Large Flush Wood NexGen-Fyre™ Arch

Our home is about 2900 sq ft, so I like the large size of this unit ... although if we wanted the igniter option we'd have to drop down to the medium size unit (2.2 vs 3.0 cubic feet). Regardless, I was a bit surprised at the quote: $8900 installed for the large, or $8500 for the medium. And that's with me getting the electrical ready. They said $2000 for the install, so the rest is the unit and the liner for a two-story chimney and whatever else is required. It looks like the unit itself has been in the $5000 range recently (not sure if that's pre-covid or what).

Is this reasonable, or should I keep looking? We aren't married to this particular model, but we do prefer a larger unit. Here are our measurements:

Front width: 38.5"
Rear width: 32.0"
Front height: 31.0"
Rear height: 22.0"
Top depth: 18.0"
Bottom depth: 21.5"
 

EatenByLimestone

Super Moderator
Staff member
What is the chimney like? Any bends in the flue? Do they have to break out any tiles? Height?
 

EatenByLimestone

Super Moderator
Staff member
Access to the top of the chimney may play a part too. Steep roof pitches, roof material, ground sloping away, their backlog, it all plays a part in the quote
 

soundofsilence

New Member
Mar 28, 2022
30
Chicagoland
Access to the top of the chimney may play a part too. Steep roof pitches, roof material, ground sloping away, their backlog, it all plays a part in the quote
We have a 1.5 story ranch, so pretty straightforward in terms of access. They haven't even been out here to take a look at the situation, only quoted based on pics of the fireplace.

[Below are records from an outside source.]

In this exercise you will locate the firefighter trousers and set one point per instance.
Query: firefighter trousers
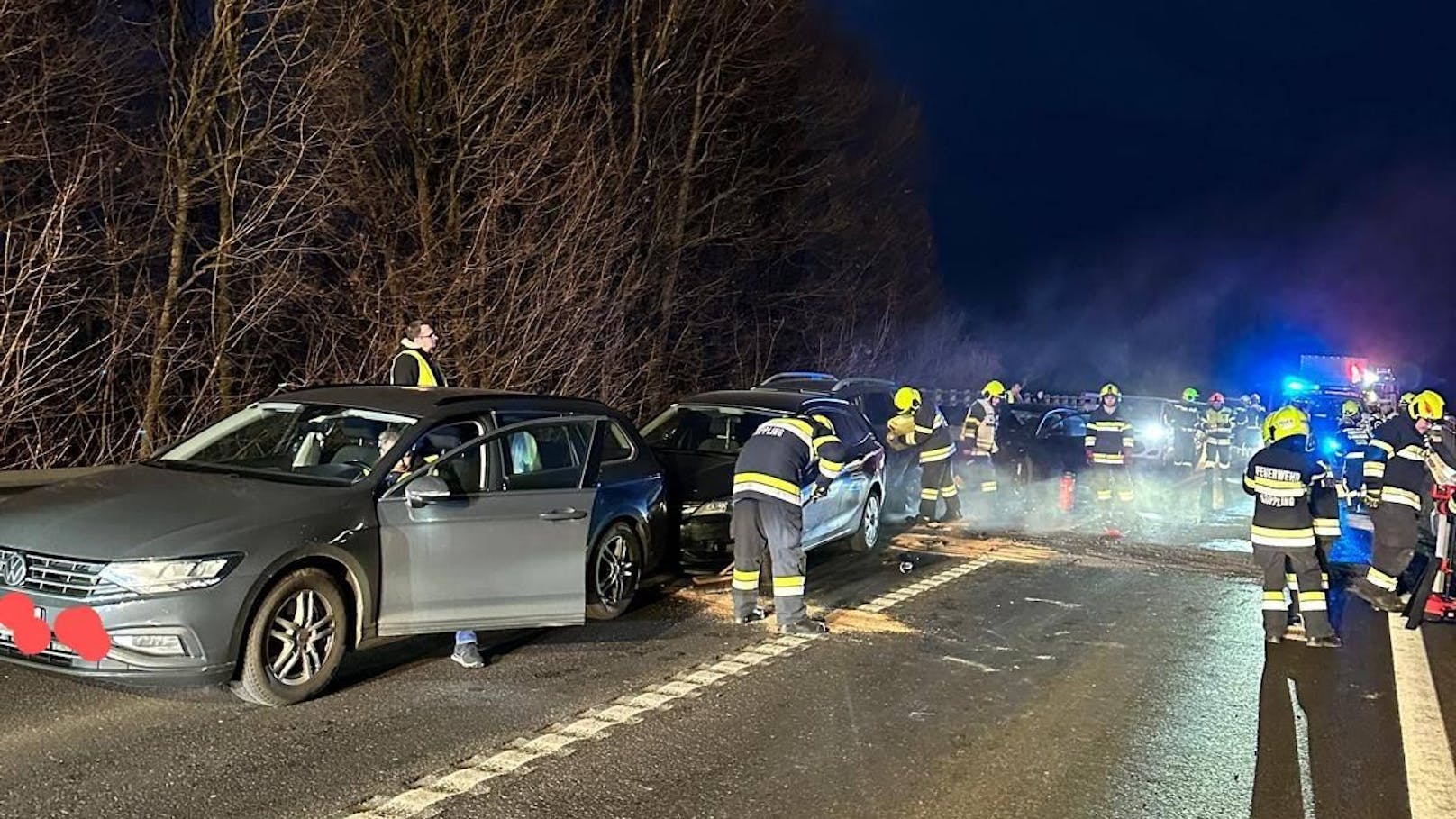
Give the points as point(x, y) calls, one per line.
point(1111, 481)
point(938, 483)
point(1397, 528)
point(1302, 561)
point(773, 528)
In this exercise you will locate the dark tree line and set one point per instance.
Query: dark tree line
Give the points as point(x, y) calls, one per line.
point(616, 198)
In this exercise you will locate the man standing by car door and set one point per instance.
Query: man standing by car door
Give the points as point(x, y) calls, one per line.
point(924, 427)
point(413, 365)
point(768, 514)
point(978, 448)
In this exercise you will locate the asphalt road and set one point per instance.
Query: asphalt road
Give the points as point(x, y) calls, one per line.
point(1051, 677)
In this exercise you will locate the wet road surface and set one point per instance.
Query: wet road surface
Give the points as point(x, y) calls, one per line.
point(1059, 675)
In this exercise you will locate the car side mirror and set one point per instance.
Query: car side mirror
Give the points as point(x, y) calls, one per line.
point(424, 490)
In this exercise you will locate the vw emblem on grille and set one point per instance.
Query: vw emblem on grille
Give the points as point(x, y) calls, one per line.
point(12, 569)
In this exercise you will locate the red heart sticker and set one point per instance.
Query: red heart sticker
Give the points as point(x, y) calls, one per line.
point(18, 614)
point(82, 632)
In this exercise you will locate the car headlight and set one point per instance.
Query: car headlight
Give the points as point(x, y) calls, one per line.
point(714, 507)
point(159, 576)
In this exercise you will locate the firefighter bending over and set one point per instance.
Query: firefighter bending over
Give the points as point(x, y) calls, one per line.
point(978, 446)
point(922, 426)
point(1285, 479)
point(768, 514)
point(1108, 445)
point(1394, 477)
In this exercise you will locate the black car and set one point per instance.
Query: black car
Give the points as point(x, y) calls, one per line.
point(877, 399)
point(697, 441)
point(314, 522)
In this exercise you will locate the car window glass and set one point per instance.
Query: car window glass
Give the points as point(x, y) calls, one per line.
point(616, 445)
point(704, 429)
point(878, 407)
point(849, 427)
point(546, 457)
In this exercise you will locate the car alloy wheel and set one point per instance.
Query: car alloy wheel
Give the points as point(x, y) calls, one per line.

I guess I'm wondering if it's more like, "a unit of this size should be closer to $7500 installed" or "$8900 is pretty much what you'll pay for any large unit installed" right now.

I'm totally in the dark, and don't want to insult the dealer if they're being reasonable.
 

rwh63

Feeling the Heat
Nov 12, 2019
384
MA
We have a 1.5 story ranch, so pretty straightforward in terms of access. They haven't even been out here to take a look at the situation, only quoted based on pics of the fireplace.

I guess I'm wondering if it's more like, "a unit of this size should be closer to $7500 installed" or "$8900 is pretty much what you'll pay for any large unit installed" right now.

I'm totally in the dark, and don't want to insult the dealer if they're being reasonable.
you should never be concerned about "insulting" the dealer. you are the customer, and they should provide you with education and honesty. it's a learning experience.
 

EatenByLimestone

Super Moderator
Staff member
In my business, a well informed customer is easier to work with compared to an uninformed one. Ask questions.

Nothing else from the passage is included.